When deputy constables arrived at the home in the Concord Bridge subdivision, Williams answered the door and appeared to be very disturbed, said Capt. Michael Coleman.

Williams refused to let deputies inside and spoke to them with his door partially opened, Coleman said.

A short time later, Williams came running outside with what appeared to be a rifle as deputies began to surround his home.

Four deputies then fired at Williams, who had an unknown number of gunshot wounds to the groin area, Coleman said. The shots also blew out the back window of a patrol car.

The firearm later was found to be a pellet gun, Coleman said.

"At the time, the officers didn't have time to figure out whether it's a pellet gun or a high-caliber gun," Coleman said, adding that a pellet gun also is dangerous and if fired at the right place can cause serious injury or death.

Williams' parents had more questions than answers Friday evening at they waited for word on their son's condition at a Memorial Hermann hospital.

Seyon Julien and Charmaine Julien said Williams still was in surgery about 6:30 p.m., for wounds to his leg and abdomen.

Charmaine Julien said her son has had a history of depression.

"The police said they got a 911 call from his home, but the caller hung up. The police went out, and they said my son was screaming," Julien said. "They said he had a shotgun."

"It just seems unbelievable. We are in shock. If somebody seems to be in distress, why did they shoot him?"

Julien said she thought law enforcement officers had Tasers to deal with people who were upset or combative.

A call for a Taser was put in, but Coleman said the deputies didn't have time to use it because Williams was running at them with a weapon.

Julien said she did not know if her son owned a gun.

"We have never seen a gun in his house. We never had guns when he was growing up," Julien said. "They also said he had a knife in his shoes."

"He's never told us he owned one (a gun), and we've sure never seen one in his home," Julien said.

Many residents in the neighborhood were stunned by the incident involving the neighbor they described as a quiet man who they regularly saw walking his two small dogs.

Betty Thompson, who lives next door to Williams, said he moved into the neighborhood about five years ago and lived alone in the home. She said he was a good neighbor and she never experienced any problems with him.

"I'm just shocked," she said as she peered down the cul de sac – it was sealed off by police tape and squad cars – where she has lived for 20 years.

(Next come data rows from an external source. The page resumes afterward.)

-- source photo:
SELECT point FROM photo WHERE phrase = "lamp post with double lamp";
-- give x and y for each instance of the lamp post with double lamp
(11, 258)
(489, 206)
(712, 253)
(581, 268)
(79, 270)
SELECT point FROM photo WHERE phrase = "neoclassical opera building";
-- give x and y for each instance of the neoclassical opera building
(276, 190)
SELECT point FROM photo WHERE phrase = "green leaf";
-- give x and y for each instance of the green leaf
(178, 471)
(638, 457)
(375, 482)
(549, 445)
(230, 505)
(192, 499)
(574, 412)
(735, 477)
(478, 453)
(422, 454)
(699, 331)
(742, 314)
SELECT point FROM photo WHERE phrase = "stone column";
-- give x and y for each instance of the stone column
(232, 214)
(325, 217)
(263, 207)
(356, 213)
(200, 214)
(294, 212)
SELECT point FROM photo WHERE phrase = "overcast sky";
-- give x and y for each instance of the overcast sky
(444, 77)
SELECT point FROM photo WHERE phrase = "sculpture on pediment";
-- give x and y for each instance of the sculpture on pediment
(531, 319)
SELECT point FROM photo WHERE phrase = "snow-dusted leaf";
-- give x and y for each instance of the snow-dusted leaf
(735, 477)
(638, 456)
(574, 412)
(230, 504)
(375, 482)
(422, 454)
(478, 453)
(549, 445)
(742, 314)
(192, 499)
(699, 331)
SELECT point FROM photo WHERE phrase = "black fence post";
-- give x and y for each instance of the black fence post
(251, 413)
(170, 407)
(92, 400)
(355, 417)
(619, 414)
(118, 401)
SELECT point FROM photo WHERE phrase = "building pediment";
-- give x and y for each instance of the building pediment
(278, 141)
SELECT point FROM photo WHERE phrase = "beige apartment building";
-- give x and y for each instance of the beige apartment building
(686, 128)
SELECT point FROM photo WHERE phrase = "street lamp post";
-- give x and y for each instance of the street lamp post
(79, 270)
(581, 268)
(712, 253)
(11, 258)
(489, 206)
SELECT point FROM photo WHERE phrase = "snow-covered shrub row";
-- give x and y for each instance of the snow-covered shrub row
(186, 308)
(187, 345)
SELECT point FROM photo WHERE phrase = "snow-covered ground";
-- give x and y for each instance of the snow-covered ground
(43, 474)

The sound of the gunshots scared Veronica Graham, a certified nursing assistant who cares for a woman on Henniker.

"She (her patient) thought it was a firecracker and I told her, 'No, Mommy, that is no firecracker,' " said Graham, who added that she jumped to the floor inside her patient's home when she heard the shots.

Michael Brown, who lives across the street from Williams, said he also was troubled by the news. Although he didn't know Williams that well, Brown said he seemed like a nice man.

"He seemed like a really friendly individual," said Brown, who lives in the neighborhood with his mother and two children. "And (it) never seemed like he would have waved a gun at anyone or anything."

The shooting is under investigation by the Harris County Sheriff's Department's Homicide Division, as well as the Harris County District Attorney's Office, which is routine in all officer-involved shootings.